МЛАДШИЙ ПРОПОВЕДНИК ТОРВАРДУР ЙОУНССОН укреплял новыми камнями очаг в небольшом домике, примыкавшем к брейдабоулстадурской церкви, когда услыхал от порога негромкое покашливание отца.

— Тоути, прибыл курьер из Хваммура. Он спрашивает тебя.

— Меня?

От неожиданности Тоути выронил камень, и тот упал на земляной пол, только чудом не стукнув его по ноге. Преподобный Йоун досадливо поцокал языком, шагнул внутрь, нагнув голову под низкой притолокой, и легонько оттолкнул Тоути.

— Да, именно тебя. Он ждет.

Курьером оказался слуга в поношенной одежде. Он окинул Тоути долгим взглядом и лишь затем заговорил:

— Проповедник Торвардур Йоунссон?

— Да, это я. Добрый день. Э-э... собственно говоря, я — младший проповедник.

Слуга пожал плечами.

— Я привез тебе письмо от сислуманна, его чести Бьёрна Блёндаля. — С этими словами он извлек из-за пазухи листок бумаги и протянул его Тоути. — Мне велено подождать, пока ты его не прочтешь.

Письмо после пребывания за пазухой было на ощупь теплым и сыроватым. Тоути сломал печать, отметил мимоходом, что на письме стоит сегодняшняя дата, и, усевшись на колоду для рубки дров, которая лежала у входа, приступил к чтению.

Дочитав послание Бьёндаля до последней строчки, он поднял глаза и обнаружил, что слуга сверлит его неотрывным взглядом.

— Ну? — осведомился тот, нетерпеливо вскинув брови.

— Прошу прощения?

— Что ты ответишь сислуманну? Мне недосуг торчать здесь весь день.

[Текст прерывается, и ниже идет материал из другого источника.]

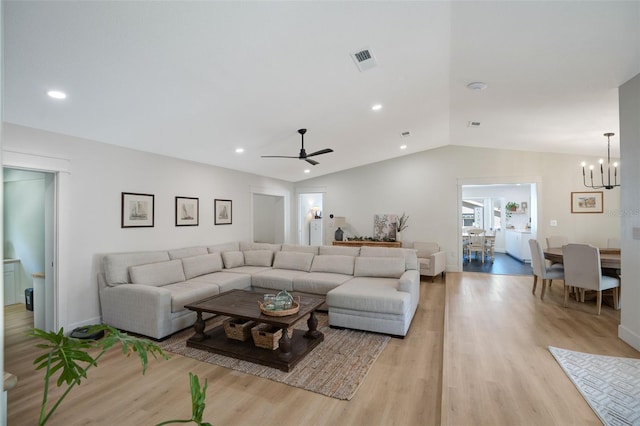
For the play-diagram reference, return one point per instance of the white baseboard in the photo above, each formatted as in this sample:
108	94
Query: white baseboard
633	339
92	321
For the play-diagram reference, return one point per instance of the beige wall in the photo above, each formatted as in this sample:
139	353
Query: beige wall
426	186
629	329
90	213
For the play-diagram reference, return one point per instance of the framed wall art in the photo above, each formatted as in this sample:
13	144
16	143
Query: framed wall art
586	202
137	210
223	212
187	211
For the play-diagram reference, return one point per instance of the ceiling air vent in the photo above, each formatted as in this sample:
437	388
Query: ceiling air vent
364	59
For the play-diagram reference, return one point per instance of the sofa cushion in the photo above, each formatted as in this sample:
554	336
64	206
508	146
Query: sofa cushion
219	248
258	257
424	262
184	293
116	266
425	249
318	282
409	254
293	260
187	252
275	279
225	280
200	265
378	295
302	249
245	245
157	274
334	263
382	267
347	251
232	259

— Можно мне поговорить с отцом?

Курьер выразительно вздохнул:

— Говори, чего уж.

Отец был в бадстове4 — неспешно расправлял одеяла на своей постели.

— Что такое?

— Это от сислуманна.

Тоути протянул отцу распечатанное письмо и, терзаясь неуверенностью, стал ждать, когда тот все прочтет.

С бесстрастным видом отец сложил письмо и вернул его Тоути, так и не сказав ни единого слова.

— Что я должен ответить? — наконец спросил Тоути.

— Тебе решать.

— Я не знаю эту женщину.

— Не знаешь.

— Она не из нашего прихода.

— Не из нашего.

— Почему она попросила назначить именно меня? Я всего лишь младший проповедник.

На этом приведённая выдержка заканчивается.